Further, Chevron’s adjusted diluted EPS dipped 17.7% year-over-year to $2.51 during the quarter. Reduced refining margins contributed to the lower profitability in the quarter. However, the company did manage to beat analysts’ EPS consensus of $2.42.
Increasing Production and the Cost Savings Program Are Catalysts
Looking beyond Chevron’s Q3 results, production ramp-ups and structural cost reductions are two more reasons for my positive sentiment toward the stock. On the production front, the company began water injection operations at its Jack/St. Malo and Tahiti operations in the Gulf of Mexico in September. The improved recovery from these projects is expected to deliver an additional 300,000 barrels per day by 2026. That itself would be a respectable increase in Chevron’s company-wide production. The company also expanded its carbon dioxide storage portfolio, adding more than two million acres in Western Australia.
Moving to the efficiency side of the equation, Chevron is taking steps to deliver substantial cost savings to shareholders. The company is standardizing its approach toward maintenance events, which is expected to keep facilities online for more days and further lower unit costs. These efforts combined with the use of technology to enhance productivity are projected to generate between $2 billion and $3 billion in cost reductions by the end of 2026.

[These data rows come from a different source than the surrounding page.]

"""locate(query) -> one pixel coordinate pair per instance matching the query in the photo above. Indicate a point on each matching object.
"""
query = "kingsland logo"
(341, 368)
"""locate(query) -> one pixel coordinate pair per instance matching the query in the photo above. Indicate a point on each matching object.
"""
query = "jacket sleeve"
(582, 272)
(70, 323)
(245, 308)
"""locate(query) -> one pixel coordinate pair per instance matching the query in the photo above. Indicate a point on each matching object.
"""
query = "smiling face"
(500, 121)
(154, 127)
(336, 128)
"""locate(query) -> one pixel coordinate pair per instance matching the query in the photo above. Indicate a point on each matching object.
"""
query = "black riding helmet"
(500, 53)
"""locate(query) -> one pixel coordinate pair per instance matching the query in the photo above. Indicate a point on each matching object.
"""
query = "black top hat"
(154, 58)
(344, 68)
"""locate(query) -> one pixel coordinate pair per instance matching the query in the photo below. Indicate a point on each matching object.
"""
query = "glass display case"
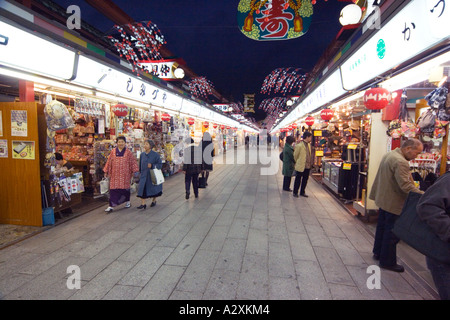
(330, 173)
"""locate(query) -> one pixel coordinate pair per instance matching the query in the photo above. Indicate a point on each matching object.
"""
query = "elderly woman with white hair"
(148, 160)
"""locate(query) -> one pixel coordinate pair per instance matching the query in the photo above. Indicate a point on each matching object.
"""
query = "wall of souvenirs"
(84, 132)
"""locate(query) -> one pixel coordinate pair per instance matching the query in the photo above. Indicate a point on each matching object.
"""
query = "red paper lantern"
(165, 117)
(309, 121)
(377, 98)
(327, 114)
(120, 110)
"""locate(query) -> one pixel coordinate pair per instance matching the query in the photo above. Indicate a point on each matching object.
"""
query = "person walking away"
(390, 189)
(119, 168)
(303, 164)
(148, 160)
(192, 167)
(288, 163)
(434, 209)
(207, 155)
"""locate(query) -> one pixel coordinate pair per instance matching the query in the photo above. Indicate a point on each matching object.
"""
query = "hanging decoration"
(310, 121)
(120, 110)
(377, 98)
(138, 41)
(327, 114)
(273, 106)
(249, 103)
(264, 20)
(283, 81)
(200, 87)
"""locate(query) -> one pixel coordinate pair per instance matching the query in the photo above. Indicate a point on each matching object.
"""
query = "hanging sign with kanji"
(162, 69)
(265, 20)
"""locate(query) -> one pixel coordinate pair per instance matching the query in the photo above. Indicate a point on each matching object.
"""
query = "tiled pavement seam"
(243, 238)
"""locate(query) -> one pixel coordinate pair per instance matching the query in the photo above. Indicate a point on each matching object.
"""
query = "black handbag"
(416, 233)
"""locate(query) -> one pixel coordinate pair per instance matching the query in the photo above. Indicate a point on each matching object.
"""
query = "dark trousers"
(187, 180)
(301, 178)
(286, 183)
(385, 245)
(441, 277)
(205, 174)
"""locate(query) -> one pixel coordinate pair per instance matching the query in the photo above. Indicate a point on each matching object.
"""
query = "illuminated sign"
(418, 27)
(24, 51)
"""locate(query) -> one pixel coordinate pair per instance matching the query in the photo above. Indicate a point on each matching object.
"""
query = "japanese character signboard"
(162, 69)
(264, 20)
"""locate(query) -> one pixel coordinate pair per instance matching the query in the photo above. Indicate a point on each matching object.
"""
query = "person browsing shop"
(434, 209)
(148, 160)
(303, 164)
(192, 166)
(390, 189)
(288, 163)
(207, 155)
(119, 168)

These are a couple of factors contributing to analysts’ consensus EPS of $11.29 for 2025, reflecting 8.7% growth. Another 14.1% rise in adjusted diluted EPS to $12.88 is expected for 2026.
CVX’s Dividend Remains Sustainable
Chevron’s appeal is further enhanced by the outsized income that it provides to shareholders. The stock’s 4.2% dividend yield is more than triple the S&P 500 Index’s 1.2% yield. Even in an environment with lower commodity prices and high capex, Chevron is expected to post $9.84 in free cash flow per share for 2024. Against the $6.52 in dividends per share to be paid this year, that’s a payout ratio of around two-thirds. This gives me confidence that Chevron can build on its dividend growth streak in the years ahead with at least mid-single-digit annual payout hikes.
Chevron’s Balance Sheet Is Remarkably Robust
Another trait that I like about Chevron is its financial strength. As of September 30, 2024, the company’s net debt ratio was just 11.9%. This suggests that Chevron’s balance sheet is well-capitalized. Additionally, the company’s interest coverage ratio through the first nine months of 2024 was 55.3. That means Chevron could sustain a sharp drop in profitability without it posing a crisis to solvency. As a result, the company enjoys an AA- credit rating from S&P Global (SPGI) on a stable outlook.
The Current Valuation Is Interesting
Chevron’s valuation also looks to be sensible here for a blue chip, which reinforces my Buy rating. The stock’s forward P/E ratio of 13.3x comes in just below its five-year average of 13.4x. As Chevron executes its production ramp-ups and cost-cutting measures, that could drive solid earnings growth for the foreseeable future. This leads me to believe that the five-year average P/E ratio remains a rational fair value estimate.
Is CVX a Buy, According to Analysts?
Turning our attention to Wall Street, analysts have a Moderate Buy consensus rating on Chevron. Out of 15 analysts, 11 have assigned a Buy rating in the last three months, while the remaining four have issued a Hold rating. At $171.31, the average 12-month price target indicates 9.27% upside potential.
Conclusion
Chevron is a high-quality income stock. It’s arguably executing admirably to achieve productivity and efficiency boosts. The stock’s pairing of immediate income and future income growth is also appealing. Additionally, Chevron is a financial fortress. Finally, the stock’s valuation seals the deal for my bullish case.